Updated on January 06, 2020

Comments

  • Franck Dernoncourt
    Franck Dernoncourt over 4 years

    I wonder how to install Theano on Anaconda Python 2.7 x64 on Windows 7 x64. The Theano website provides some instructions but is not clear as to what is specific to Anaconda.

  • esskov
    esskov over 8 years
    Your step 5. actually installs the gcc/g++ tool-chain with header files and link libraries etc. In my case the compiler was installed under C:\Anaconda\MinGW\bin. By adding this directory to my PATH environment variable, Theano worked fine even without your Step 1.
  • esskov
    esskov over 8 years
    Correction: After step 5, it is C:\Anaconda\Scripts (or equivalent) that should be added to the PATH, as it contains scripts for calling the build tools as well as the DLLs for GCC.
  • user2717954
    user2717954 about 8 years
    Following your steps, once I try to actually use theano I get something like "Problem occurred during compilation with the command line below: ...".
  • SIslam
    SIslam about 8 years
    @Daniel Renshaw How to check in windows if i am done with step 1?
  • user2717954
    user2717954 about 8 years
    @SIslam, thats easy, your path enviroment should now have a path to wherever you installed it/bin and when you write g++ or gcc in your cmd window you should see that it is a recognized command
  • hbaderts
    hbaderts almost 8 years
    @Daniel Renshaw what do you think about extending this answer to include Python 3.5? I assume it won't be much of a difference?
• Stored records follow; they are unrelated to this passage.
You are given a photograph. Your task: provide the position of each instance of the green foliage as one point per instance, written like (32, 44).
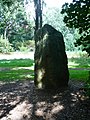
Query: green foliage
(5, 46)
(87, 85)
(77, 14)
(13, 22)
(16, 63)
(55, 18)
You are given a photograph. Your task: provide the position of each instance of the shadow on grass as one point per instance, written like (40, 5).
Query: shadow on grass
(13, 70)
(22, 101)
(80, 62)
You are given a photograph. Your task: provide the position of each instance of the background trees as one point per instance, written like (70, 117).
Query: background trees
(54, 17)
(14, 25)
(77, 14)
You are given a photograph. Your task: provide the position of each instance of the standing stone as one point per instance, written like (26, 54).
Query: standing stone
(51, 69)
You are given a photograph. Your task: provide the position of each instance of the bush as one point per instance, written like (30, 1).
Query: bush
(5, 46)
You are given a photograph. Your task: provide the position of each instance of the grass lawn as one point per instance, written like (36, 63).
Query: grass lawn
(21, 69)
(17, 69)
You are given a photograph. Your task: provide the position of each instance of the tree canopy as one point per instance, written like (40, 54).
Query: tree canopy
(77, 14)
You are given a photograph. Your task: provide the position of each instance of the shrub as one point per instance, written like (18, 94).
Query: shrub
(5, 46)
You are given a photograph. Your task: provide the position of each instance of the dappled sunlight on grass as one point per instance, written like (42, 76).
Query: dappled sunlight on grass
(79, 62)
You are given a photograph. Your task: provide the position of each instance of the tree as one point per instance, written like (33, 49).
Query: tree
(13, 22)
(77, 14)
(55, 18)
(38, 14)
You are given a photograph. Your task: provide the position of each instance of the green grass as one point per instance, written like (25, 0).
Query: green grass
(16, 72)
(79, 75)
(18, 69)
(80, 62)
(16, 63)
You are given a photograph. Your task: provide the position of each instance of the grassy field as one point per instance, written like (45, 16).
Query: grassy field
(21, 69)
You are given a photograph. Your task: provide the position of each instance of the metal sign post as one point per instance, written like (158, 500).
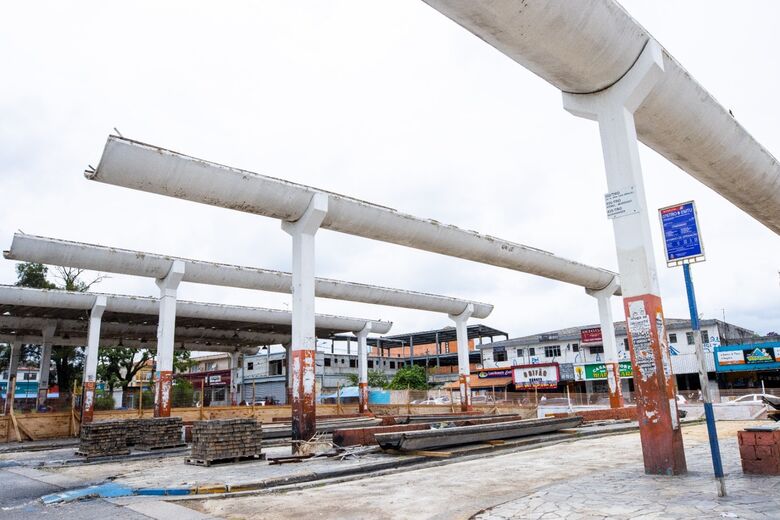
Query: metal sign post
(683, 246)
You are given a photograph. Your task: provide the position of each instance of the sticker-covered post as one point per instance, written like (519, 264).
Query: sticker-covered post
(683, 246)
(613, 108)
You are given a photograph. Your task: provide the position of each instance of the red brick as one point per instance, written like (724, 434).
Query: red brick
(747, 452)
(765, 438)
(748, 438)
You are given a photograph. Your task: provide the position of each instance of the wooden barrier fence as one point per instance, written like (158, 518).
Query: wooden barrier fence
(58, 425)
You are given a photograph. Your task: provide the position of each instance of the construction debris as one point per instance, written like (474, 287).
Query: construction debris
(103, 438)
(223, 440)
(159, 433)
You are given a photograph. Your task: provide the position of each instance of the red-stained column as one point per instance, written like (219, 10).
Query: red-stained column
(304, 341)
(613, 108)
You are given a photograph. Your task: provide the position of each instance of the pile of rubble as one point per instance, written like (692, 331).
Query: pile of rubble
(158, 433)
(228, 439)
(103, 438)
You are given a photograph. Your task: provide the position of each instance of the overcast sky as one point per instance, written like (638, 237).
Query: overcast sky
(387, 101)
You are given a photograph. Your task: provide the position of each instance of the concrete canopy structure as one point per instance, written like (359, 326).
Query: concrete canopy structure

A question on that appeared here.
  • Victor
    Victor over 7 years
    Similar to @esskov I can vouch that you need to make sure your PATH is correct and in the correct order. After testing multiple solutions, installing mingw, etc, etc, that was not the case for me :)
  • johnjps111
    johnjps111 over 7 years
    I can run a simple gputest, which in fact can grab most of my GPU memory and is aware of cuDNN.... however, when trying to run a script that uses Keras on Theano, it seems that Theano (or perhaps Keras) wants tensorflow, and tensorflow wants Python 3.x rather than 2.7.x... and that's when things just start to break down for me: I've been unable to get over that hurdle.
  • Toke Faurby
    Toke Faurby over 7 years
    I am pretty sure it is a Keras thing. What I posted here reference use TensorFlow at all. TF on windows only works with Pyhton 3.5, so install that version if you want TF. PS if you don't want Theano to take up so much GPU memory change the cnmem = X parameter. If X<1 then it is the fraction of your GPU memory that is used. if X>1 it is the absolute amount of space (believe it is mB) that you give it.
  • Toke Faurby
    Toke Faurby over 7 years
    Your welcome. PS just noticed that I am missing a doesn't, as in it should have been What I posted here DOESN'T reference TensorFlow at all.
  • johnjps111
    johnjps111 over 7 years
    My own stupidity there - my own .keras/.keras.json was telling it to use tensorflow, which is apparently the default now.
  • Baum mit Augen
    Baum mit Augen about 7 years
    Please don't post identical answers to multiple questions. Post one good answer, then vote/flag to close the other questions as duplicates. If the question is not a duplicate, tailor your answers to the question.